4

As Evie and Captain Gordon had taxied down Holborn, they had passed, and been held up for a minute near Alix, Nicholas, and West, who stood talking at the corner of Chancery Lane.

'Hugh Montgomery Gordon,' Nicholas murmured. 'Bright and beautiful as usual. Know him, Alix? Surely he doesn't visit at Violette? I can't picture it, somehow.'

'Oh, he might, for Evie's sake. Evie picks them up, you know; it's remarkable how she picks them up. They look very beautiful together, don't they? Is he nice?'

'Just as you saw. I scarcely know him more than that. He was a Hall man; my year. I believe he had a good time there. He looks as if he had a good time still. West's opinions about him are more pronounced than mine. Is he nice, West?'

'He's in the family jam,' West told Alix, as sufficient answer. 'Gordon's jam, if that means anything to you.'

'Wooden pips and sweated girls,' Alix assented, having picked up these things from her mother. 'It must be exciting: so many improvements to be made.'

'No doubt,' agreed West. 'But the Gordons won't make them. They make jam and they make money—any amount of it—but they don't make improvements that won't pay. A bad business. It will be more tolerable for Sodom and Gomorrah in the day of judgment, at least I hope it will. They've been badgered and bullied about it by social workers for years, but they don't mind.... And at the same time, of course, they've no more ideas about what to do with their money than—than Solomon had. They put it into peacocks and ivory apes. These rich people—well, I should like to have the Gordons in a dungeon and pull out their teeth one by one, as if they were Jews, till they forked out their ill-gotten gains for worthy objects.... If you ever meet Gordon, Miss Sandomir, you might tell him what I think about him. Tell him we have a meeting of the Anti-Sweating League in our parish room every Monday, and should be glad to see him there.'

Nicholas wondered, though he didn't ask Alix, whether Evie was still on with Basil Doye, or whether a breach there had made a gap by which Hugh Montgomery Gordon was entering in. One thought of Evie's friendships with men in these terms; whereas Alix might drive with a different man every day without suggesting to the onlooker that one was likely to oust another. The difference was less between Evie and Alix (for Evie was of a fine and wide companionableness) than in what men required of them respectively.
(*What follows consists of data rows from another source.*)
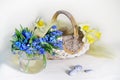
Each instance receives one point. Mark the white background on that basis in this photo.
(103, 14)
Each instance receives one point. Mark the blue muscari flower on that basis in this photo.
(56, 33)
(34, 44)
(59, 33)
(26, 34)
(54, 27)
(42, 40)
(52, 39)
(29, 50)
(17, 44)
(38, 47)
(24, 47)
(59, 45)
(25, 41)
(41, 51)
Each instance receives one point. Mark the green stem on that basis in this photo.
(44, 59)
(27, 66)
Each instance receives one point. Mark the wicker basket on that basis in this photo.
(72, 43)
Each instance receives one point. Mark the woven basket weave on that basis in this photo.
(72, 43)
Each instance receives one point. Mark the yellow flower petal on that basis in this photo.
(40, 23)
(90, 39)
(86, 28)
(98, 35)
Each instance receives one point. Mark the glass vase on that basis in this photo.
(31, 65)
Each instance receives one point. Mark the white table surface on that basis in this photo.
(104, 14)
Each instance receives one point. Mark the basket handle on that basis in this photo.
(71, 18)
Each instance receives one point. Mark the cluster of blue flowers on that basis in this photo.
(23, 43)
(26, 41)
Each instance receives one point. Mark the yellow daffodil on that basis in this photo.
(86, 28)
(98, 35)
(40, 23)
(90, 38)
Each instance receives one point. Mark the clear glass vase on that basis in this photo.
(31, 65)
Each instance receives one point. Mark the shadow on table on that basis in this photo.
(6, 56)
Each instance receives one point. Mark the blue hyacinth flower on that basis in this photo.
(24, 47)
(29, 51)
(17, 44)
(41, 51)
(54, 27)
(34, 44)
(37, 47)
(26, 34)
(42, 40)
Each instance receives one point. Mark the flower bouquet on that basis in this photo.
(32, 49)
(51, 41)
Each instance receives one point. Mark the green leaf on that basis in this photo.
(44, 59)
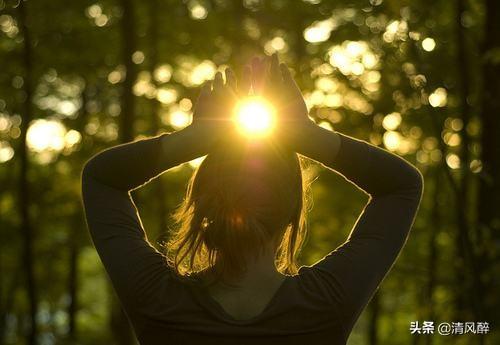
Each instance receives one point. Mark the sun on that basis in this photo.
(254, 117)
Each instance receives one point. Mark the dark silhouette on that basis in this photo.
(230, 276)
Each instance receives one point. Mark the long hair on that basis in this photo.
(240, 201)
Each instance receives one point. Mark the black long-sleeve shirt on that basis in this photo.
(320, 305)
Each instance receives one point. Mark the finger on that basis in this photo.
(275, 72)
(258, 74)
(231, 79)
(287, 77)
(218, 82)
(203, 97)
(246, 81)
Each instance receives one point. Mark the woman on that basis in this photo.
(231, 275)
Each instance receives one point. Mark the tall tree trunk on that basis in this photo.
(24, 188)
(468, 301)
(155, 121)
(76, 231)
(432, 263)
(120, 325)
(489, 185)
(374, 314)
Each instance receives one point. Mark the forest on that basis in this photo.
(420, 78)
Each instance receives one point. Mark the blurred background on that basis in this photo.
(419, 78)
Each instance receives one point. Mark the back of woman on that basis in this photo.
(230, 274)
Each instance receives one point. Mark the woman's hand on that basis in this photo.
(213, 111)
(273, 81)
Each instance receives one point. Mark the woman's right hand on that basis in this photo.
(273, 81)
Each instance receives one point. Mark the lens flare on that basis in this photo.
(254, 117)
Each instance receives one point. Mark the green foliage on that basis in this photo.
(388, 72)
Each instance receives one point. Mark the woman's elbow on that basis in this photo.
(415, 182)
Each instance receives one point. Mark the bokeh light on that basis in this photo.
(254, 117)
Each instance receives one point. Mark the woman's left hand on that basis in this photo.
(212, 117)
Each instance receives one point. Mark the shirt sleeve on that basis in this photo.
(138, 272)
(354, 270)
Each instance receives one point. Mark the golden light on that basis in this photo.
(254, 117)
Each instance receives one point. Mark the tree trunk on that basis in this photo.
(489, 184)
(24, 188)
(468, 303)
(120, 325)
(374, 310)
(155, 121)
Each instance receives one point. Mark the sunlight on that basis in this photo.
(46, 135)
(254, 117)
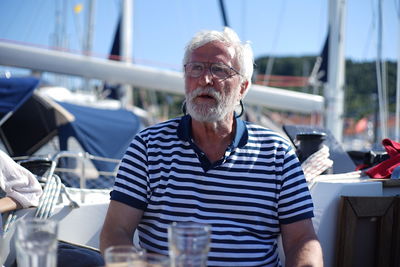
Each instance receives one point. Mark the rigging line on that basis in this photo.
(78, 27)
(224, 16)
(397, 8)
(14, 20)
(381, 96)
(397, 114)
(32, 23)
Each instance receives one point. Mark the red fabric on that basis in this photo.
(385, 168)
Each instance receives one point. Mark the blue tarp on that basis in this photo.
(14, 92)
(101, 132)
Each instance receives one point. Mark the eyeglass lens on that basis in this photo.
(218, 70)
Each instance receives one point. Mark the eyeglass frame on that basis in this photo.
(210, 64)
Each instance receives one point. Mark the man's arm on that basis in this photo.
(301, 244)
(119, 225)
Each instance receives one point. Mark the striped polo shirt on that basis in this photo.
(245, 196)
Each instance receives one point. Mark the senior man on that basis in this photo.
(209, 166)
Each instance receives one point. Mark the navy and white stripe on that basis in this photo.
(245, 197)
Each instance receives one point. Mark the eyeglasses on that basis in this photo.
(217, 70)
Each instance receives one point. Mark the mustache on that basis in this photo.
(208, 91)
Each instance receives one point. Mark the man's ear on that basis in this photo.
(243, 87)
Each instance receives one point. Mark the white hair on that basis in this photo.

'Evie and he,' Alix commented, considering them. 'They might be good friends, I think. They might fit. The jam wouldn't get between them—nor the money.... I rather like him too, I think. He's so beautiful, and looks as if he'd never been ill. That's so jolly.' She was giving the same reasons which Basil had given for liking Evie. It occurred to her to wonder whether, if she'd been to the war, these two things would take her further in her mild inclination towards Hugh Montgomery Gordon—much further. Perhaps they would....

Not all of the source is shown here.